Star Wars Rogue One – a new type of Star Wars movie
In this new era of regular Star Wars movies, my viewing of Rogue One was approached with mild caution and hope, there’s always hope.
When you are such a huge Star Wars fan, it’s almost impossible to accurately judge how good a new Star Wars movie is on the first viewing. We all remember the hype machine of 1999 when The Phantom Menace was released – the first Star Wars movie for 16 years. We all swore it was a good movie, we must have – most of us watched more then five times at the theater!
More recently The Force Awakens was also similarly hyped, although this time we were spared the three months of camping outside the theater – remember that? Now the dust has settled on The Force Awakens, I think we can safely say it’s a competent if slightly derivative episode of the saga. I bring all this up, because the real test of time is years – not days or even months to judge one movie against the other.
So for me, Rogue One starts off slowly setting up the story. It already feels a little different with no opening crawl and no John Williams music, both firsts in a Star Wars movie.
Former scientist Galen Erso lives on a farm with his wife and young daughter Jyn. His peaceful life ends when the ambitious Imperial director Orson Krennic takes him away from his beloved family. Many years later, Galen is now the Empire’s lead engineer for the most powerful weapon in the galaxy, the Death Star. Knowing that her father holds the key to its destruction, a grown up Jyn joins forces with the rebels to steal the space station’s plans for the Rebel Alliance.
Established rebel characters feature, such as Mon Mothma and General Dadonna, as well as a bunch of new heroes including Cassian Andor and reprogrammed Imperial droid K2SO to provide the sarcastic wise cracks.
Probably the main talking point of Rogue One, was bringing Peter Cushing back from the dead as character Grand Moff Tarkin thanks to recent breakthrough CGI technology. It really is a watershed moment and which makes your jaw drop the first time you see it! The same trick is pulled at the movies conclusion with a brief scene of a young 1977 Princess Leia, to prove Tarkin wasn’t a fluke.
Vader also features in a couple of powerful scenes which adds gravitas to the Star Wars universe.
Building the Death Star against his will, Galen has intentionally left a weakness within the design, detailed in the Death Star plans stored at a data center on the Tropical planet of Scarif also the location of the Death Star’s construction.
Rogue One is a more serious Star Wars movie more suited to adults in the same vein as Empire Strikes Back or arguably Revenge of the Sith, it respectfully and nostalgically captures the same tone as A New Hope. The second half of the movie which climaxes with the Battle of Scarif, is a lot more intense and keeps up the pace brilliantly until the end.

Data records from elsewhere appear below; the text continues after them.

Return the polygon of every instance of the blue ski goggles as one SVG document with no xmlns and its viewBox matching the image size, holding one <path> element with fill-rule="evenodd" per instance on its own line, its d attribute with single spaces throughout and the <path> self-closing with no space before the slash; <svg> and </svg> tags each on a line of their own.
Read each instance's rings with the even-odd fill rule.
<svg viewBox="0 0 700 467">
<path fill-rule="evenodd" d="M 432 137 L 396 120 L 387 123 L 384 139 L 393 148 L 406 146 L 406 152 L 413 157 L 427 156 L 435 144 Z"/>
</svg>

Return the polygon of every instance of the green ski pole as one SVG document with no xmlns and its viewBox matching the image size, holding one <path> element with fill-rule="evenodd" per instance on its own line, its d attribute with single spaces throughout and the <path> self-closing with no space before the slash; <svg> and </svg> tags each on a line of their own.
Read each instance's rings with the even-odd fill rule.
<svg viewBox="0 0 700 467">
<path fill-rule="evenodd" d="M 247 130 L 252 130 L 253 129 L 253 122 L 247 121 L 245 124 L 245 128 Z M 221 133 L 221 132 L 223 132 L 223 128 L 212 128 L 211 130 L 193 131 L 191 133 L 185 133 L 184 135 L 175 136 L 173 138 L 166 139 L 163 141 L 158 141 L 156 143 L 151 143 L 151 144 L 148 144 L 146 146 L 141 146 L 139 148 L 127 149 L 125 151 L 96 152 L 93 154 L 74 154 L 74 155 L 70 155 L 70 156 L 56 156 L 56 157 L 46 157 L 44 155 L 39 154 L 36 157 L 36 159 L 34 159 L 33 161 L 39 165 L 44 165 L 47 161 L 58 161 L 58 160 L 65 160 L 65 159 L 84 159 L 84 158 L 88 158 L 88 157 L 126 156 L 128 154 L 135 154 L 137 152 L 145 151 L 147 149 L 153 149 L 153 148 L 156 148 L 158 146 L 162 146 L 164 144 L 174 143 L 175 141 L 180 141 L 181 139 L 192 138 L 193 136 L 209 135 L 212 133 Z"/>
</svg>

The standard of acting performances is top drawer for a Star Wars movie, and the action scenes are a hark back to the original movies. I particularly liked the scene where the rebel fleet turns up for battle at Scarif which reminded me of one of my favorite scenes from Return Of The Jedi.
The movie ends just before the start of A New Hope, and this made me want to watch ANH when I got back home!
So, is Rogue One better than The Force Awakens and the Prequels? Probably.
But is it as good as the original movies and how does it compare to them? Only after a few years will we really know that, but Rogue One is surprisingly great and worth watching for any weathered Star Wars fan.